Уже два привала сделали, и только тогда посветлело небо. Золотом заиграли желтые гребни холмов. Солнце легко разорвало прозрачную повязку из тумана и сразу взялось жечь по-дневному. Казалось, все свое остервенение оно обрушило на то, что жило, двигалось среди мертвых холмов, – на людей. И будто от этой жары местность все больше вздувается. Настоящие горы.
– Тоже мне – горы! – говорит «моряк». – Вот наши Саяны!
– Можешь и эти взять себе, – буркает Головченя, – есть чему радоваться: вверх, вниз. Нам, белорусам, чтобы не выше печки. И то – зимой.

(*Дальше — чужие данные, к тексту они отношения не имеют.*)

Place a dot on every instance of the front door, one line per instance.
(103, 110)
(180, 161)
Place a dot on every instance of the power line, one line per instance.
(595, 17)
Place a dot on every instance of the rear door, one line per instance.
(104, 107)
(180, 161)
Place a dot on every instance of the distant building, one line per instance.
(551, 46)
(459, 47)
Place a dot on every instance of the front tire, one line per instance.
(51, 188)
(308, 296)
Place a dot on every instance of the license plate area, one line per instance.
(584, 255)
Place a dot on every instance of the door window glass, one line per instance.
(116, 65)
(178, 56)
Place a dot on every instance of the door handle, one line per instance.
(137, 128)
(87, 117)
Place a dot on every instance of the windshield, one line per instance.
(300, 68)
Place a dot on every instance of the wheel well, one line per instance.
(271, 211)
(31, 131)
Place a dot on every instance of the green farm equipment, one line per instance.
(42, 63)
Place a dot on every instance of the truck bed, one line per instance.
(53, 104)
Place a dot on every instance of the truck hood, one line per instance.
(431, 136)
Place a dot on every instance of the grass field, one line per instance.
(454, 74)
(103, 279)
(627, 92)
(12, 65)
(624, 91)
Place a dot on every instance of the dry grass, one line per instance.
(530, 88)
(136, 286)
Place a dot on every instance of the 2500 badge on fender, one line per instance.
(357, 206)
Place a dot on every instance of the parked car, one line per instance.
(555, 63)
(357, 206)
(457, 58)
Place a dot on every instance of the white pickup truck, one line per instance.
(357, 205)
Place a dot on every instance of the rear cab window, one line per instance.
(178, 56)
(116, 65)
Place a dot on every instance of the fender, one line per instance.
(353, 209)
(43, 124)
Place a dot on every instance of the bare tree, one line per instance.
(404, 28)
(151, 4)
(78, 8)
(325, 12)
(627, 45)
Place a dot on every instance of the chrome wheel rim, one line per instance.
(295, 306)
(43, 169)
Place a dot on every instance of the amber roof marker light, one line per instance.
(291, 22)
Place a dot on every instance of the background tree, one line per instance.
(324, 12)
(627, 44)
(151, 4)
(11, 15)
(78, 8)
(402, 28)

Но Толе даже такие горы, даже в жару нравятся. В них есть что-то от большого мира, который где-то впереди, на пять, на десять лет впереди. Кончится война, вот бы поехать куда-нибудь! Чтобы сразу почувствовать, какое оно все…
Заговаривают о водичке. Голоса стали резче, суше. А рядом уже бредут партизаны из других взводов. Зато Застенчиков и «моряк» пропали куда-то. Толя тоже не прочь улизнуть, чтобы не тащить пулемет. По такой жаре и собственные ноги в тягость. Но лучше уж нести. Прятаться – еще противнее.
– Хоть бы болото какое, – просит Молокович.
– Соль сосать надо, – пищит Верочка. Новенькая, которую так забавно «нашел» в буданчике лохматый партизан, идет со взводом. Большую санитарную сумку ее несет белоголовый Шаповалов. И еще улыбается всеми морщинками – охота ему.
– А мороженое не лучше? – интересуется он.
– Смолы, – предлагает Головченя. «Борода» никому не навязывает свой пулемет, сам несет всю дорогу, а потому беспощаден ко всякому нытью.
Но вот, кажется, добрались и до колодца. Их тут даже четыре. Все, что осталось от деревни, если не считать странно зеленеющих среди черно-желтых холмов одиноких лип и берез (под старой толстой липой все еще стоит, неизвестно кого дожидаясь, вкопанная в землю скамейка).